The Bystander Effect

  • By Derek Leung

    Usually, when there is a physical fight, if there enough people, they will soon form a circle around the fight, usually without helping the victim of the fight. After the fight is over, the crowd will disperse, leaving the injured victim behind with little to no people helping them. This is often attributed to the bystander effect.

    The bystander effect is a phenomenon in which the more bystanders witnessing an event, the less likely anybody from that crowd is going to help the victim. However, there are many factors contributing to this. One such factor is diffusion of responsibility. This is when a bystander is not willing to offer help to the victim because other people are around and the bystander assumes that others will take the responsibility.

    A personal example of this,exhibiting the diffusion of responsibility, was when I was working in a group project with some of my classmates. There was one part of the project, bringing supplies in, that nobody wanted to do.

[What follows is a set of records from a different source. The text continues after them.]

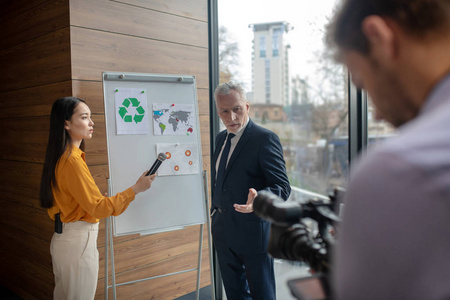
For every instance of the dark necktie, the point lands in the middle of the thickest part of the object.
(222, 168)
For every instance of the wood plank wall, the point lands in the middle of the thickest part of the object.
(55, 48)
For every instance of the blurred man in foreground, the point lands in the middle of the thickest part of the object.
(394, 242)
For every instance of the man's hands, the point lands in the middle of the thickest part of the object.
(248, 207)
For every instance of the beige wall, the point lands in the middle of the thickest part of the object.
(55, 48)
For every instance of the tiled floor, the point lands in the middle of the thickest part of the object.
(284, 271)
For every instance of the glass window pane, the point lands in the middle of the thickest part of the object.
(377, 130)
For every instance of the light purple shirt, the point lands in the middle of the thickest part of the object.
(394, 242)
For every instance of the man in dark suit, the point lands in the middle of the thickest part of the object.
(247, 159)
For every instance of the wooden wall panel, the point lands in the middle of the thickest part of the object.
(42, 19)
(168, 287)
(12, 8)
(190, 9)
(125, 19)
(95, 51)
(25, 139)
(39, 61)
(34, 101)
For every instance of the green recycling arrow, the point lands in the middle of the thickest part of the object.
(123, 112)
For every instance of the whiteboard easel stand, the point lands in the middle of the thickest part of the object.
(109, 242)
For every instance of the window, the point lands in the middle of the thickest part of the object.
(275, 42)
(262, 46)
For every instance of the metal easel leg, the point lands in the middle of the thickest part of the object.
(208, 224)
(197, 293)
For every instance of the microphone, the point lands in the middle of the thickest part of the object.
(161, 157)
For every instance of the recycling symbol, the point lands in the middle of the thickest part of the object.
(128, 118)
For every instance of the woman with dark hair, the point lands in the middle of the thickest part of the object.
(71, 196)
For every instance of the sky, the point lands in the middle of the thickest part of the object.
(308, 17)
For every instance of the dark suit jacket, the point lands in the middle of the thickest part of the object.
(256, 162)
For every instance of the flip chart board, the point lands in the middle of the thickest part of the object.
(146, 114)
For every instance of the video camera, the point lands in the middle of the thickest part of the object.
(291, 238)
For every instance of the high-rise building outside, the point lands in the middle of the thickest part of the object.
(270, 63)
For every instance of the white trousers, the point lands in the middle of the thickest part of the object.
(75, 261)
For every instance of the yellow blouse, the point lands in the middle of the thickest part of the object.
(77, 196)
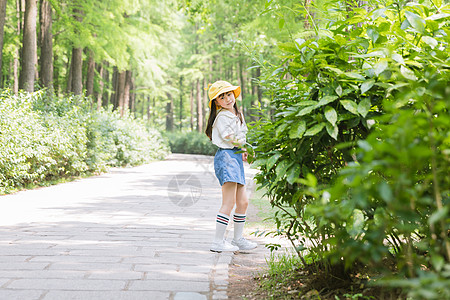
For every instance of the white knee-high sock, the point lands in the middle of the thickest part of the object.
(221, 226)
(239, 222)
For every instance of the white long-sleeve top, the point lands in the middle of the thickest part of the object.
(228, 124)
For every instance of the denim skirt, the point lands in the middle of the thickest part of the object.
(228, 166)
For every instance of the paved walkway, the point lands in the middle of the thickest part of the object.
(133, 233)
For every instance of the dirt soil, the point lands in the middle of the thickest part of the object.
(246, 266)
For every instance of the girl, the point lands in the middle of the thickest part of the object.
(227, 129)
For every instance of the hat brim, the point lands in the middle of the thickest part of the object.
(236, 91)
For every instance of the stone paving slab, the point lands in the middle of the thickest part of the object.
(133, 233)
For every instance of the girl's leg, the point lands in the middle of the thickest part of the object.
(239, 219)
(241, 199)
(228, 201)
(229, 196)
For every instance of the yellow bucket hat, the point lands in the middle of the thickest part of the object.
(220, 87)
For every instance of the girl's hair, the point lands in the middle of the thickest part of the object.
(213, 115)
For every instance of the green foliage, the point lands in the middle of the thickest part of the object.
(190, 143)
(280, 273)
(43, 138)
(358, 148)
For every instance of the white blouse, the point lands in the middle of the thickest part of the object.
(225, 124)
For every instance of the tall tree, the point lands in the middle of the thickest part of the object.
(90, 74)
(27, 74)
(77, 71)
(77, 61)
(2, 25)
(46, 44)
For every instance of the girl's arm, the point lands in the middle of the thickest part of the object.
(232, 139)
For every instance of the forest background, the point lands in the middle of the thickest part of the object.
(348, 103)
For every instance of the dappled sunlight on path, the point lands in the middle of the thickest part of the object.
(133, 233)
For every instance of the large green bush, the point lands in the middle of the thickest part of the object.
(357, 153)
(44, 138)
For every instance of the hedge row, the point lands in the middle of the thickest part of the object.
(44, 138)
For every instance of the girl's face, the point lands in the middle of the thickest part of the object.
(226, 100)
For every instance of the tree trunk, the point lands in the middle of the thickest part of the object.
(26, 79)
(120, 93)
(46, 44)
(90, 74)
(258, 88)
(192, 109)
(169, 113)
(181, 102)
(126, 92)
(100, 87)
(199, 108)
(242, 84)
(77, 71)
(205, 101)
(132, 96)
(2, 26)
(114, 95)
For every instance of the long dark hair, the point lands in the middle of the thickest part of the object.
(213, 115)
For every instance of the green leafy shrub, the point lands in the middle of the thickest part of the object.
(44, 138)
(190, 143)
(357, 153)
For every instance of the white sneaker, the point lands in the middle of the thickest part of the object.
(223, 246)
(244, 244)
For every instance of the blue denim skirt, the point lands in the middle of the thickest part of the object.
(228, 166)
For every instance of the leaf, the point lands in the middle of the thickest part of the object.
(438, 215)
(367, 85)
(306, 103)
(297, 130)
(293, 173)
(385, 192)
(272, 160)
(373, 34)
(438, 16)
(350, 105)
(305, 111)
(416, 21)
(315, 129)
(380, 66)
(281, 168)
(364, 107)
(354, 75)
(332, 130)
(407, 73)
(398, 58)
(327, 99)
(378, 13)
(281, 23)
(430, 41)
(331, 115)
(339, 90)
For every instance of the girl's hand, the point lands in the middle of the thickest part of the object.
(244, 156)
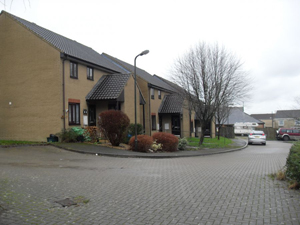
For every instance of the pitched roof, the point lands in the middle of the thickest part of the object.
(108, 87)
(171, 104)
(154, 81)
(236, 115)
(288, 114)
(173, 85)
(266, 116)
(66, 45)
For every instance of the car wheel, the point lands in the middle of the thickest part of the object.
(286, 138)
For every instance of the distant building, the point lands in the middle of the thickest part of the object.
(267, 118)
(287, 118)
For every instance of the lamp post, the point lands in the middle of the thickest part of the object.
(135, 125)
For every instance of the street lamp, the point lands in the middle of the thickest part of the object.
(135, 125)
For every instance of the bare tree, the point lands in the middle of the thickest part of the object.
(211, 78)
(222, 114)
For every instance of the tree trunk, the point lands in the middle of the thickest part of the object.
(201, 138)
(219, 128)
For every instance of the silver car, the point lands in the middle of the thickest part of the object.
(257, 137)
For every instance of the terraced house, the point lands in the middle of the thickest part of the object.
(50, 82)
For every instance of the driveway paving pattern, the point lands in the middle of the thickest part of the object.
(231, 188)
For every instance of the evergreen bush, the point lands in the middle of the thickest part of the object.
(169, 141)
(144, 143)
(114, 125)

Therefore, we had all naturally assumed that somebody else would bring in all the supplies. However, in the end, nobody had done it.

    -This is a little story about four people named Everybody, Somebody, Anybody, and Nobody.

    There was an important job to be done and Everybody was sure that Somebody would do it.

    Anybody could have done it, but Nobody did it.

    Somebody got angry about that because it was Everybody’s job.

    Everybody thought that Anybody could do it, but Nobody realized that Everybody wouldn’t do it.

    It ended up that Everybody blamed Somebody when Nobody did what Anybody could have done

    -Charles Osgood

    However, this could be avoided if the victim specifically addressed that certain person. This would eliminate that factor and make it more likely for that specific person to help.


    Another factor is ambiguity. This is often referred to as the vagueness of the situation and whether or not it is obvious that the victim needs help. High ambiguity is when it is unclear whether the victim needs help, and can delay reaction rates up to five times longer. However, if there is low ambiguity, such as when the victim is calling for help, people are more likely to react. The consequence is also a factor in this. If there is low ambiguity and consequence, bystanders are more likely to help. However, if there is high ambiguity and significant consequence, then it is less likely that bystanders will intervene.